Building an open, collaborative, online infrastructure for bioinformatics training

Bérénice Batut, Galaxy Training Network, Dave Clements, Björn Grüning

Abstract

With the advent of high-throughput platforms, life science data analysis is tightly linked to the use of bioinformatics tools, resources, and high-performance computing. However, the scientists who generate the data often do not have the knowledge required to be fully conversant with such analyses. To involve them in their own data analysis, these scientists must acquire bioinformatics vocabulary and skills through training. Data analysis training is particularly challenging without a computational background. The Galaxy framework is addressing this problem by offering a web-based, intuitive and accessible user interface to numerous bioinformatics tools. Recently, the Galaxy Training Network (GTN) set up a new open, collaborative, online model for delivering high-quality bioinformatics training material: http://training.galaxyproject.org. Each of the current 13 topics provides tutorials with hands-on, slides and interactive tours. Tours are a new way to go through an entire analysis, step by step inside Galaxy in an interactive and explorative way. All material is openly reviewed, and iteratively developed in one central repository by almost 50 contributors. Content is written in Markdown and, similarly to Software/Data Carpentry, the model separates presentation from content.
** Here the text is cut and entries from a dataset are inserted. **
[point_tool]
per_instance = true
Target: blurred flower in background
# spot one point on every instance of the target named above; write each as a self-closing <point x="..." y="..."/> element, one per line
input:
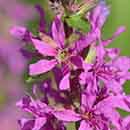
<point x="12" y="63"/>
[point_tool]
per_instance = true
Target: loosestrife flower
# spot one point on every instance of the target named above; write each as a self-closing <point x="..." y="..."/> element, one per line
<point x="86" y="87"/>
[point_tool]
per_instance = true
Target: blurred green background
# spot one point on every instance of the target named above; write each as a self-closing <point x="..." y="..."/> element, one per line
<point x="12" y="86"/>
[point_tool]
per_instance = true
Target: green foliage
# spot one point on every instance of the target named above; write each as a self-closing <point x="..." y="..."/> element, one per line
<point x="77" y="22"/>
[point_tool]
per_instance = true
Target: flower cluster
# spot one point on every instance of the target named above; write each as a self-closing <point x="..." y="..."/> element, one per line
<point x="85" y="79"/>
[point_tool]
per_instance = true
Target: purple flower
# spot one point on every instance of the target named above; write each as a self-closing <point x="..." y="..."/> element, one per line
<point x="57" y="51"/>
<point x="42" y="116"/>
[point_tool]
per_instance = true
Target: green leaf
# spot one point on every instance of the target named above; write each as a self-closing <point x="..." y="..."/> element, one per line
<point x="77" y="22"/>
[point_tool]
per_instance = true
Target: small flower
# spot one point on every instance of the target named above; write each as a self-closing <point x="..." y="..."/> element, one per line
<point x="96" y="115"/>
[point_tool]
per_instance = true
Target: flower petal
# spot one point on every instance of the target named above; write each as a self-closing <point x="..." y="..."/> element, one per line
<point x="65" y="82"/>
<point x="39" y="122"/>
<point x="41" y="66"/>
<point x="77" y="61"/>
<point x="26" y="124"/>
<point x="18" y="31"/>
<point x="44" y="48"/>
<point x="118" y="101"/>
<point x="123" y="63"/>
<point x="67" y="115"/>
<point x="58" y="32"/>
<point x="84" y="126"/>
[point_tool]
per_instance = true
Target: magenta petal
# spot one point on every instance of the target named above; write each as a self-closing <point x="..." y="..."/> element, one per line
<point x="41" y="66"/>
<point x="18" y="32"/>
<point x="39" y="122"/>
<point x="84" y="126"/>
<point x="67" y="115"/>
<point x="58" y="32"/>
<point x="65" y="82"/>
<point x="119" y="101"/>
<point x="123" y="63"/>
<point x="44" y="48"/>
<point x="116" y="34"/>
<point x="77" y="61"/>
<point x="126" y="123"/>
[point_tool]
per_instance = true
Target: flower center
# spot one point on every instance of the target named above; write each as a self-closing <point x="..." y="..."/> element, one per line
<point x="87" y="116"/>
<point x="62" y="55"/>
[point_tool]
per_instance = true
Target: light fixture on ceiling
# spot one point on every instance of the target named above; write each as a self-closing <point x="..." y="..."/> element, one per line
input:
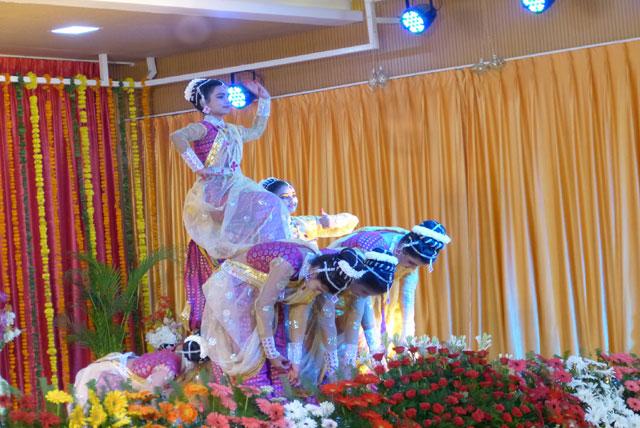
<point x="536" y="6"/>
<point x="75" y="30"/>
<point x="417" y="18"/>
<point x="239" y="96"/>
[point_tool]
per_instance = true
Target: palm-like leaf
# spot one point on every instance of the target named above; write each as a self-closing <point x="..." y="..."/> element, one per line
<point x="111" y="301"/>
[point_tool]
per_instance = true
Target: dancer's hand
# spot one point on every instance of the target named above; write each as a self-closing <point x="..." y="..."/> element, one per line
<point x="294" y="375"/>
<point x="325" y="219"/>
<point x="256" y="88"/>
<point x="280" y="362"/>
<point x="204" y="173"/>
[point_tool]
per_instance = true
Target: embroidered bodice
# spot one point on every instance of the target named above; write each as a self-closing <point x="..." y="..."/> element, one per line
<point x="144" y="364"/>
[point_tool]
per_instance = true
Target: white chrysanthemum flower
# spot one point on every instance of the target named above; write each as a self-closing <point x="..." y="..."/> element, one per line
<point x="592" y="384"/>
<point x="314" y="410"/>
<point x="161" y="336"/>
<point x="329" y="423"/>
<point x="266" y="389"/>
<point x="295" y="411"/>
<point x="327" y="408"/>
<point x="307" y="423"/>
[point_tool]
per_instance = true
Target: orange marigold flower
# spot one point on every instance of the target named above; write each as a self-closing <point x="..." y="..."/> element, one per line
<point x="187" y="413"/>
<point x="367" y="378"/>
<point x="331" y="388"/>
<point x="193" y="389"/>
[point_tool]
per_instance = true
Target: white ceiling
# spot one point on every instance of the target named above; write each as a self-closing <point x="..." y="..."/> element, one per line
<point x="134" y="30"/>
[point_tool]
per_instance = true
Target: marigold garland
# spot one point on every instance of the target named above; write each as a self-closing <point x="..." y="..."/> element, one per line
<point x="69" y="151"/>
<point x="103" y="176"/>
<point x="57" y="246"/>
<point x="113" y="136"/>
<point x="31" y="273"/>
<point x="134" y="340"/>
<point x="150" y="180"/>
<point x="86" y="161"/>
<point x="127" y="210"/>
<point x="137" y="190"/>
<point x="34" y="118"/>
<point x="13" y="369"/>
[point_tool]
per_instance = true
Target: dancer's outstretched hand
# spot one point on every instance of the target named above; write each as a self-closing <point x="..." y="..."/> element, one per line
<point x="256" y="88"/>
<point x="294" y="375"/>
<point x="280" y="362"/>
<point x="325" y="219"/>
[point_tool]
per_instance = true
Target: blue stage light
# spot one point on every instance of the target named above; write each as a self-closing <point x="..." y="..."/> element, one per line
<point x="536" y="6"/>
<point x="416" y="19"/>
<point x="238" y="95"/>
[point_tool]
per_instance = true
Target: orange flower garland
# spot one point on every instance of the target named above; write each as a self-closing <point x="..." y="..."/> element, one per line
<point x="86" y="160"/>
<point x="20" y="286"/>
<point x="58" y="269"/>
<point x="113" y="135"/>
<point x="137" y="190"/>
<point x="34" y="118"/>
<point x="5" y="234"/>
<point x="103" y="175"/>
<point x="66" y="135"/>
<point x="150" y="180"/>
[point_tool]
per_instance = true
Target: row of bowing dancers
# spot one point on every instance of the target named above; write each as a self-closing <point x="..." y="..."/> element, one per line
<point x="267" y="303"/>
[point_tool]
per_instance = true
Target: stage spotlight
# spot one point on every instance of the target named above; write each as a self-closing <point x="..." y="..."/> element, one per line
<point x="417" y="18"/>
<point x="536" y="6"/>
<point x="238" y="95"/>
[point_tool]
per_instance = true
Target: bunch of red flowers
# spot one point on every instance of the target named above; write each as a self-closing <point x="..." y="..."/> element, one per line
<point x="627" y="370"/>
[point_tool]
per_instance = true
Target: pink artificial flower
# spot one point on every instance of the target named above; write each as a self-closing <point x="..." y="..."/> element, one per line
<point x="560" y="375"/>
<point x="3" y="300"/>
<point x="622" y="358"/>
<point x="555" y="363"/>
<point x="274" y="411"/>
<point x="518" y="365"/>
<point x="216" y="420"/>
<point x="632" y="385"/>
<point x="634" y="404"/>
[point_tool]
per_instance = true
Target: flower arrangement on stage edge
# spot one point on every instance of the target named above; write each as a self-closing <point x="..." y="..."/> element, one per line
<point x="112" y="302"/>
<point x="162" y="329"/>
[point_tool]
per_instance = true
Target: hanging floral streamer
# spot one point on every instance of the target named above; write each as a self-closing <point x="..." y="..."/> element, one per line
<point x="134" y="340"/>
<point x="137" y="190"/>
<point x="86" y="162"/>
<point x="113" y="136"/>
<point x="16" y="237"/>
<point x="125" y="180"/>
<point x="108" y="243"/>
<point x="34" y="118"/>
<point x="57" y="246"/>
<point x="150" y="174"/>
<point x="34" y="334"/>
<point x="69" y="150"/>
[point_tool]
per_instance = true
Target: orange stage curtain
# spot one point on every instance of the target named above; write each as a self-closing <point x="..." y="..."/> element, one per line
<point x="533" y="169"/>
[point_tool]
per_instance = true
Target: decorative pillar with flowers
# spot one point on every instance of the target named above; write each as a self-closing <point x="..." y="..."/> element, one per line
<point x="8" y="332"/>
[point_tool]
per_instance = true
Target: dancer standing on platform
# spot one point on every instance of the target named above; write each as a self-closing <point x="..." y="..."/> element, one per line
<point x="245" y="336"/>
<point x="415" y="248"/>
<point x="309" y="228"/>
<point x="224" y="212"/>
<point x="380" y="269"/>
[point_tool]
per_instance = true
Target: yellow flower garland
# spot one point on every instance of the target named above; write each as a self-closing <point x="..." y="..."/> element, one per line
<point x="150" y="181"/>
<point x="103" y="176"/>
<point x="86" y="159"/>
<point x="113" y="135"/>
<point x="137" y="190"/>
<point x="66" y="135"/>
<point x="13" y="372"/>
<point x="20" y="286"/>
<point x="49" y="313"/>
<point x="58" y="269"/>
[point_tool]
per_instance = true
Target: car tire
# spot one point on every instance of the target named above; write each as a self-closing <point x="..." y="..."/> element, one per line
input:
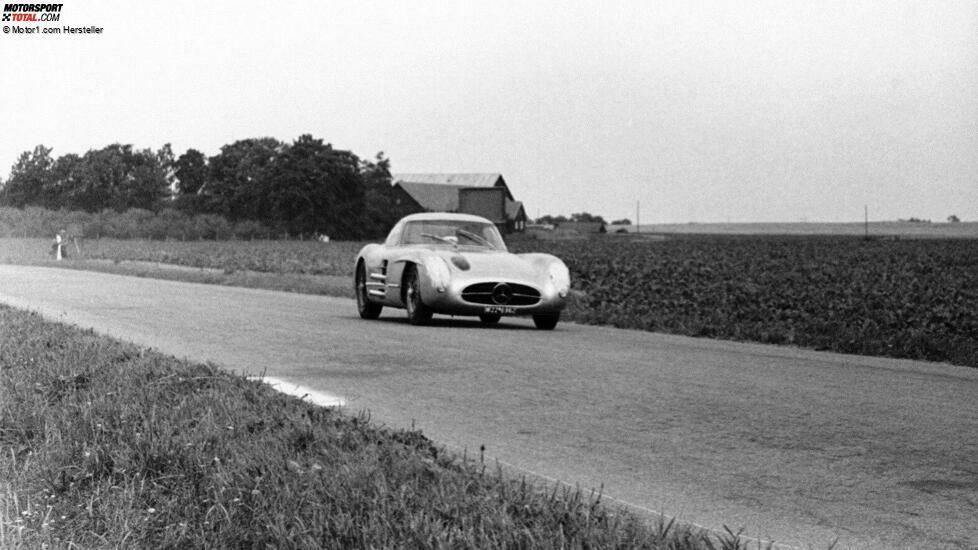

In addition, the technological infrastructure needed to teach is described with a list of needed tools, annotation of public Galaxy instances and Docker images for each topic. The data are also stored in Zenodo and citable via DOI.All materials are annotated by a rich set of metadata (time and resource estimations) and automatically propagated to ELIXIR's TeSS portal. This approach creates tutorials that are accessible, easy to find and (re)use (FAIR) by individuals and by trainers for workshops. With this community effort, the GTN offers an open, collaborative, FAIR and up-to-date infrastructure for delivering high-quality bioinformatics training for scientists.